As is the pattern, WWE Supercard is a deck building game where you collect WWE wrestlers as cards, build your team and then fight each other. Thankfully for me, the rules and thought behind this game are lot simpler compared to say Magic or Hearthstone. The depth of knowledge needed to play those games is intimidating at best but WWE Supercard really boils down to little more than a very elaborate game of War.
As you win (or lose) you get to pull cards from a stash. Each card is a wrestling character with some basic stats, like power, charisma, speed and power. Cards also come with some distinctions like common, uncommon, rare and so on. And you have your booster cards that power you up in times of need. Again, nothing to innovative but that makes the game a lot easier to jump into – something the WWE fanbase undoubtedly needs.
I was excited at the hopes of having a card game I could really get into but even I found it to be almost too simple. The battles between my cards and others felt more or less random, not unlike War. If you have better stats, you win. Yes, you can beef up your cards via “training” but that’s about the only strategy I see so far. Or maybe it’s that you have to play for a long time before you even get enough characters to build what feels like a threatening team. There’s just something missing from the overall game that I can’t exactly put my finger on…maybe it’s the culmination of all of these things that make the game feel less that it could be. I want there to be more, but not too much more.
However, the one thing that really hurt the game was me being a wrestling long-time fan.
Whatcha gonna do, brother?
I’ve been watching wrestling pretty much my whole life, even in high school when most kids give it up for a meaningful social life. So I know wrestling. I know the characters, I know their history and I know their strengths and weaknesses. Unfortunately, in this game, the WWE has adjusted history a bit by adjusting characters stats for whatever reason.
I’ve found that many of the cards have similar stats, making them all pretty even at first pull…but that’s the problem. When you have stats that are based on a real performance, you can’t stray too far from that knowledge. Say I get Ricky Steamboat and his charisma stat is 67. Then I get a Kofi Kingston card and his charisma is 66. You’re telling me that Kofi is on the same level as Steamboat? Never in a million years. And this type of scenario repeats itself over and over to the point that when I win (or lose) a card battle, I find it almost as unbelievable as wrestling itself. It ends up feeling arbitrary. Plus it makes uncovering some of your favorite characters quite underwhelming, leading to you giving them up.
If WWE Supercard is your chance to make the ultimate team of your favorite wrestlers, you’ll be disappointed…or you’ll just have to play for a long, long time. Of course, if you’re not a big wrestling fan but casual enough to play the card game, then you’ll do fine. For what it’s worth, WWE Supercard does offer a great depth of characters that go all the way back to the golden age of wrestling.

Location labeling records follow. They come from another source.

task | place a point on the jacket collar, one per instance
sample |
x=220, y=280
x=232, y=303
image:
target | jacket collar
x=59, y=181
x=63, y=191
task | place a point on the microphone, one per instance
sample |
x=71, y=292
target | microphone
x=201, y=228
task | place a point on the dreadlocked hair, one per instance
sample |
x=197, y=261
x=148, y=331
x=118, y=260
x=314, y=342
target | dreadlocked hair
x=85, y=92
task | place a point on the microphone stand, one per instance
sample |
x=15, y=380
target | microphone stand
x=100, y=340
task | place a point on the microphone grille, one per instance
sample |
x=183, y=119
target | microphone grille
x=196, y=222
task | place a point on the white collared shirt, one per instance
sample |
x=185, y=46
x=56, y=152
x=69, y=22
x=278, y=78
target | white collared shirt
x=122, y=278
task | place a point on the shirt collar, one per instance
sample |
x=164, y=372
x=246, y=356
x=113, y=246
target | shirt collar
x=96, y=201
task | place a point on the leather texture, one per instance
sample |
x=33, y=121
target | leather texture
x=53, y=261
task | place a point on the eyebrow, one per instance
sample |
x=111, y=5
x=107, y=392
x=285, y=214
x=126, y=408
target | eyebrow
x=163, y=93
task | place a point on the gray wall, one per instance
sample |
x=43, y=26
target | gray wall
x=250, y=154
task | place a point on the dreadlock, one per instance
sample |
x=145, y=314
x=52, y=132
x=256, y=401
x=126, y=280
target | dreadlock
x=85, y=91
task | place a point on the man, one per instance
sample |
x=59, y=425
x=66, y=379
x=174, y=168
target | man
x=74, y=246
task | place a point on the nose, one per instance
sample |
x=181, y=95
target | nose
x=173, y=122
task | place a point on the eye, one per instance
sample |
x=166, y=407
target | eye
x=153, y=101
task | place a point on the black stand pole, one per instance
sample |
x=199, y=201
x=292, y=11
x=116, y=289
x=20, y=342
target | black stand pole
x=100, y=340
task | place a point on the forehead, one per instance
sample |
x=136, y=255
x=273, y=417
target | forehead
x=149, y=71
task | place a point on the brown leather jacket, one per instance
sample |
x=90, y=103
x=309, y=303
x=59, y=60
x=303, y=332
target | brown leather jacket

I have to admit, having Big John Studd, Steamboat and Daniel Bryan together is an interesting conversation to have, even outside of the game.
WWE Supercard is free to download with in-app purchases for game currency. I didn’t explore much more of the game than the basic match-ups. There is a King of Ring mode that probably has higher stakes with greater pay off but I’m still struggling in the undercard so if I care enough to keep playing it’ll be a while before I get there.
Oh…and as a side note, this is officially the last time I’ll review any sort of deck building card game. If having a wrestling-themed game doesn’t work on me, nothing will.